Serangan Buaya Pada Manusia di Sulawesi Tenggara Meningkat di Tengah Konflik Ruang
Serangan buaya muara kembali memakan korban jiwa di Sulawesi Tenggara. Konflik ruang dengan aktivitas manusia diduga menyebabkan meningkatnya serangan buaya di sejumlah wilayah di daerah ini.
Oleh
SAIFUL RIJAL YUNUS
·3 menit baca
KENDARI, KOMPAS - Serangan buaya muara (Crocodylus porosus) kembali memakan korban jiwa di Sulawesi Tenggara. Konflik ruang dengan aktivitas manusia diduga menyebabkan meningkatnya serangan buaya di sejumlah wilayah di daerah ini.
Kali ini, korbannya adalah Afdal Setiawan (15). Dia tewas diserang buaya setelah memancing di Kali Poropia, Konawe Selatan. Pada Minggu (9/2/2020), tim SAR menemukan jenazah Afdal, setelah hilang sehari sebelumnya. Afdal ditemukan sekitar 1,2 kilometer dari lokasi awal hilang setelah diterkam buaya.
"Korban terluka di leher, kaki, dan tangan. Jenazah korban telah kami serahkan ke keluarga," terang Wahyudi, staf humas SAR Kendari.
Wahyudi menuturkan, korban pergi memancing bersama lima temannya di Kali Poropia, Desa Awonio, Kolono, Konawe Selaran. Mereka memancing sejak siang hingga pukul 17.15. Setelah memancing, korban berkemas, lalu membersihkan tubuh di kali. Namun, saat berada di kali, korban diserang buaya dan tubuhnya diseret ke tengah sungai.
Sejumlah rekan korban yang melihat kejadian tersebut, tambah Yudi, lalu melaporkan kejadian ini pada warga sekitar dan keluarga. Tim SAR bersama sejumlah aparat keamanan dan warga lantas mencari korban hingga lewat tengah malam. Namun, korban belum juga ditemukan.
Pencarian lalu dilanjutkan Minggu pagi dan jenazah korban ditemukan sekitar pukul 09.00. "Ini adalah serangan buaya kedua yang memakan korban jiwa di tahun 2020. Kejadian pertama di Buton Utara Januari lalu tapi tidak sempat kami tangani karena korban cepat ditemukan," kata Wahyudi.

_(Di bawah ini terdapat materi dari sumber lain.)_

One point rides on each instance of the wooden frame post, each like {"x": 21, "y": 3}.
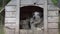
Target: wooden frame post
{"x": 45, "y": 17}
{"x": 17, "y": 16}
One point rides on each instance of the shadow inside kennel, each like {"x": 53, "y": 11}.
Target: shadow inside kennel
{"x": 31, "y": 17}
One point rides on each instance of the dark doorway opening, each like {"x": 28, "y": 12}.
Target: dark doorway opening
{"x": 26, "y": 13}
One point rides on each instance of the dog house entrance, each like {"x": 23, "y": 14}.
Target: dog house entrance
{"x": 31, "y": 17}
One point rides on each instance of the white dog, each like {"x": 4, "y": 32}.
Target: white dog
{"x": 36, "y": 21}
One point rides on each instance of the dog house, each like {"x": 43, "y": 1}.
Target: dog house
{"x": 12, "y": 16}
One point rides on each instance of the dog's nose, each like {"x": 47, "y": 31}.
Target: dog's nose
{"x": 33, "y": 17}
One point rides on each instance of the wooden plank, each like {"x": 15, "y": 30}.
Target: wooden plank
{"x": 32, "y": 1}
{"x": 52, "y": 25}
{"x": 53, "y": 31}
{"x": 10, "y": 14}
{"x": 53, "y": 19}
{"x": 52, "y": 7}
{"x": 52, "y": 13}
{"x": 10, "y": 8}
{"x": 17, "y": 16}
{"x": 45, "y": 18}
{"x": 10, "y": 20}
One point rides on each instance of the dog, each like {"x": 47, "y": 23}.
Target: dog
{"x": 36, "y": 21}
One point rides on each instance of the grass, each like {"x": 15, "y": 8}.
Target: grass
{"x": 2, "y": 29}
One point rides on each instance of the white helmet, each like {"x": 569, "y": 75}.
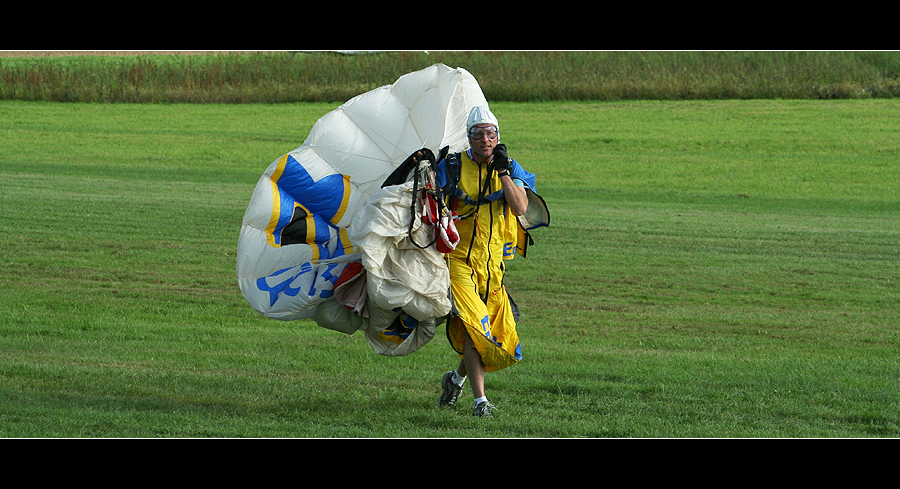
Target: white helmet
{"x": 481, "y": 115}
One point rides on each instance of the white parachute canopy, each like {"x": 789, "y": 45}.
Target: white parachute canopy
{"x": 295, "y": 242}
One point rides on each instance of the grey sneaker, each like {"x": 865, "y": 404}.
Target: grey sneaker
{"x": 484, "y": 409}
{"x": 451, "y": 391}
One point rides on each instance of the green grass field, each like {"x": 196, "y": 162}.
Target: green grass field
{"x": 713, "y": 269}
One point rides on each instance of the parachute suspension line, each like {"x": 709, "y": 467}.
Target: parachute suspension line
{"x": 421, "y": 156}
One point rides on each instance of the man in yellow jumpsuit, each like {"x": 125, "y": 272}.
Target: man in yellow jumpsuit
{"x": 488, "y": 195}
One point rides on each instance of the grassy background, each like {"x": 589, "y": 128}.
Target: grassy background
{"x": 713, "y": 269}
{"x": 277, "y": 77}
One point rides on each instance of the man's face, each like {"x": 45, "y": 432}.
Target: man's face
{"x": 484, "y": 138}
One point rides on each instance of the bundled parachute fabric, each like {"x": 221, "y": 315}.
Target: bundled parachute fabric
{"x": 295, "y": 241}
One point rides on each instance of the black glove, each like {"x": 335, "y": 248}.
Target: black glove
{"x": 501, "y": 159}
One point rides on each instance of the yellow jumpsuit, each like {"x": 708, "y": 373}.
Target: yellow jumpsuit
{"x": 488, "y": 235}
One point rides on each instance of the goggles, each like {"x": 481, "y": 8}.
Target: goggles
{"x": 477, "y": 133}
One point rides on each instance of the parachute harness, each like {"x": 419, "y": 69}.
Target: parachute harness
{"x": 423, "y": 166}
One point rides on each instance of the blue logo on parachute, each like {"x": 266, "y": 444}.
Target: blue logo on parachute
{"x": 285, "y": 280}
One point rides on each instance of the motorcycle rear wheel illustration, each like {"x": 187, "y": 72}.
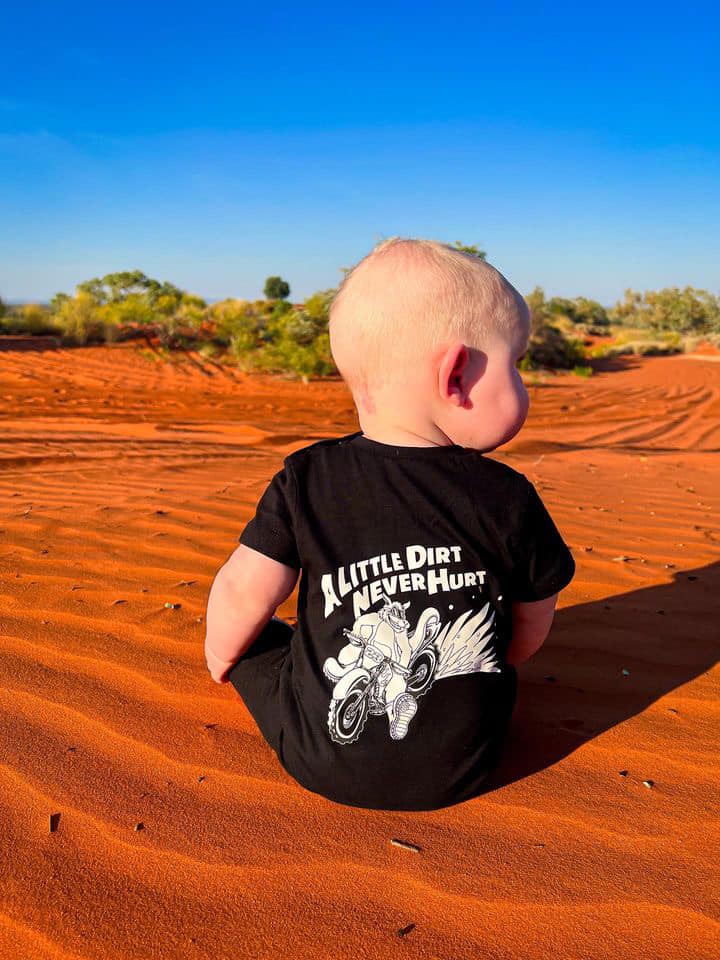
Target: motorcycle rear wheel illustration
{"x": 348, "y": 715}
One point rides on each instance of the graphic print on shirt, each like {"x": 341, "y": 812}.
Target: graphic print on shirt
{"x": 385, "y": 667}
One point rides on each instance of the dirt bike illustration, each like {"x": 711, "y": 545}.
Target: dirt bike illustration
{"x": 360, "y": 684}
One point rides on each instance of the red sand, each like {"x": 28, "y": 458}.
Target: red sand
{"x": 122, "y": 479}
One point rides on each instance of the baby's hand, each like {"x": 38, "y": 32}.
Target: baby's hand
{"x": 219, "y": 669}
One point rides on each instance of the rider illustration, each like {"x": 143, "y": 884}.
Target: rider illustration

Intensitas kemunculan hingga serangan buaya yang mengakibatkan korban jiwa terus meningkat dalam kurun tiga bulan terakhir. Dari catatan SAR Kota Kendari, terjadi tiga kali serangan buaya yang menyebabkan dua orang tewas, dan satu orang terluka pada Desember 2019 saja.
Sementara itu, data Balai Konservasi Sumber Daya Alam (BKSDA) Sultra mencatat, selama 2019, terjadi serangan buaya di sejumlah daerah. Sebanyak enam orang meninggal dunia, dan tiga orang lainnya luka. Kejadian serangan buaya terjadi di Kabupaten Konawe, Konawe Utara, Konawe Selatan, Buton Utara, Buton, dan Muna.
"Di tahun 2020 ini, ada dua serangan buaya yang mengakibatkan dua orang meninggal dunia. Lalu, juga ada kejadian buaya menampakkan diri tetapi tidak menyerang manusia," ucap La Ode Kaida, Kepala Seksi Konservasi Wilayah II BKSDA Sultra.
Di tahun 2020 ini, ada dua serangan buaya yang mengakibatkan dua orang meninggal dunia. Lalu, juga ada kejadian buaya menampakkan diri tetapi tidak menyerang manusia.(La Ode Kaida)
Tingginya intensitas kemunculan dan serangan buaya, tutur Kaida, kemungkinan besar karena rusaknya habitat buaya di sungai. Dari beberapa kali serangan, jenis buaya yang menyerang merupakan buaya muara, termasuk yang menyerang Afdal kali ini. Buaya masuk jauh ke wilayah tengah sungai, bisa karena lapar atau mencari makan.
Dengan tingginya aktivitas manusia di bantaran sungai, Kaida menambahkan, membuat habitat dan rantai makanan buaya di sungai terganggu. Namun, semuanya membutuhkan kajian holistik agar bisa menelaan semua hal dalam kejadian ini.
Ketua DPP Perkumpulan Tenaga Ahli Lingkungan Hidup Indonesia Sultra La Ode Ngkoimani menjelaskan, serangan buaya yang terus terjadi perlu dilihat dalam konteks kerusakan lingkungan dan konflik ruang yang terjadi. Sebab, hal ini diduga kuat merupakan efek turunan dari kompleksitas permasalahan ruang di sekitar sungai.
Ngkoimani menjabarkan, habitat buaya di sungai, kemungkinan besar terganggu dengan banyaknya aktivitas manusia, pembukaan ruang, hingga kerusakan sungai. Rantai makanan di sungai menjadi terganggu dengan kerusakan ekosistem di sungai.
"Limpasan air yang terjadi secara cepat utamanya ketika musim hujan juga bisa menjadi penyebab. Tempat tinggal buaya, makanan, hilang bersama derasnya arus. Memang belum ada kajian komprehensif tetapi fakta-fakta di lapangan bisa kita saksikan," tuturnya.
Oleh karena itu, Ngkoimani mengharapkan, pemerintah, dan otoritas terkait melihat hal ini sebagai peringatan untuk semua. Pengaturan zonasi pemanfaatan ruang di sungai menjadi hal yang penting untuk dilakukan.